Avril 2014

Intervention du président de la République lors de la cérémonie d'hommage national à Pierre MAUROY

Mesdames, Messieurs,

Madame, chère Gilberte MAUROY,

Peu d’hommes, même éminents, peuvent s’enorgueillir d’avoir fait l’histoire de leur pays. Pierre MAUROY est incontestablement de ceux-là. Non par la durée de son gouvernement – un peu plus de trois ans – mais par les circonstances dans lesquelles il eut à agir et par les choix qu’il eut à faire.

Pierre MAUROY fut en effet le « premier Premier ministre » de l’alternance sous la Vème République après l’élection de François MITTERRAND, le 10 mai 1981. Il forma, en juin 1981, un Gouvernement de l’Union de la Gauche.
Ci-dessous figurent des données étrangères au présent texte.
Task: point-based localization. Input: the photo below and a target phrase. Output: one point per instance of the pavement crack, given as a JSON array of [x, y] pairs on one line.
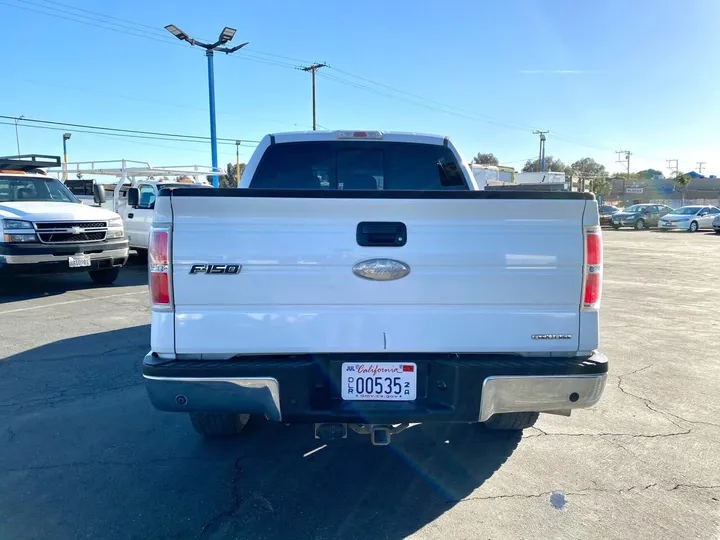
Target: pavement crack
[[608, 434], [104, 463], [670, 417], [586, 491], [235, 503], [694, 486]]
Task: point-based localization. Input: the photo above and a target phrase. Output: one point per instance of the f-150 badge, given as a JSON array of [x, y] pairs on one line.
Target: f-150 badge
[[381, 269], [215, 268]]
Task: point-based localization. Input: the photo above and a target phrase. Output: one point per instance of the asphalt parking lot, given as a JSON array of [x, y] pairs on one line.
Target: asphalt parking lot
[[84, 455]]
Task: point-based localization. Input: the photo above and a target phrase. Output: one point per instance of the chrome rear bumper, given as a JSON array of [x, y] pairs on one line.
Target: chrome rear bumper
[[540, 393], [300, 389]]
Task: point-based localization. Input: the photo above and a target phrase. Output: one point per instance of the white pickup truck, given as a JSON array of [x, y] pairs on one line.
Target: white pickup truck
[[361, 280], [45, 229]]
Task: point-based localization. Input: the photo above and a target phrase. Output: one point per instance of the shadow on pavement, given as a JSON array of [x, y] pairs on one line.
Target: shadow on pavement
[[352, 490], [85, 455], [18, 288]]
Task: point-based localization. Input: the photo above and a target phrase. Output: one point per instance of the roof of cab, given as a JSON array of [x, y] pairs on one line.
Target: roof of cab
[[375, 135]]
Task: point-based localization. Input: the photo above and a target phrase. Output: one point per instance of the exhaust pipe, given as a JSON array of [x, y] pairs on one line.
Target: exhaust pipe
[[380, 436]]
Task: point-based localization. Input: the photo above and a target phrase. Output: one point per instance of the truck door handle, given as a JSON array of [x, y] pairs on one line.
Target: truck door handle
[[381, 233]]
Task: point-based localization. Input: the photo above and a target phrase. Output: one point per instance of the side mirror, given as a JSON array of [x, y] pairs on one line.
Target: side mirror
[[99, 194], [133, 197]]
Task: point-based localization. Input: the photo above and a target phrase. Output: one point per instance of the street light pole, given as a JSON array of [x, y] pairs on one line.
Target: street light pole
[[225, 36], [17, 135], [541, 156], [237, 163], [213, 126]]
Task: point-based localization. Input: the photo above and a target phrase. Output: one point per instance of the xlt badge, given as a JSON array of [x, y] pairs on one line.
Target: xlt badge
[[551, 336], [215, 268]]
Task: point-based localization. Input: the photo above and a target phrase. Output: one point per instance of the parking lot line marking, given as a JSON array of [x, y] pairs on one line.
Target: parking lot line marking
[[70, 302]]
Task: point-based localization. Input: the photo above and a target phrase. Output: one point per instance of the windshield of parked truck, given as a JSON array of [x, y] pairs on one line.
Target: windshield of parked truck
[[688, 210], [23, 188], [637, 208], [352, 165]]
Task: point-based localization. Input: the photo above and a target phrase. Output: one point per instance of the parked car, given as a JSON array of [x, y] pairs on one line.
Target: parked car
[[690, 218], [640, 216], [328, 306], [45, 229], [606, 212]]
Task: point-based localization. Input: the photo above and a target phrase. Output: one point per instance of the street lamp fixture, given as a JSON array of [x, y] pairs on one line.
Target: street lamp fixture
[[175, 31], [226, 36]]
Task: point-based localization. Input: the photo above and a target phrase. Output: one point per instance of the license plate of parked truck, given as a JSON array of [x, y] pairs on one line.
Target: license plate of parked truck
[[376, 287]]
C’était une formule inédite depuis 1947.

A la tête du pays, il engagea de grandes réformes qui demeurent, encore aujourd’hui, comme autant d’acquis, de la décentralisation à l’abolition de la peine de mort, de la 5ème semaine de congés payés à l’instauration de l’impôt sur les grandes fortunes. Il accorda le droit de partir à la retraite à 60 ans à ceux qui n’avaient plus le temps d’attendre, tant la vie les avait usés.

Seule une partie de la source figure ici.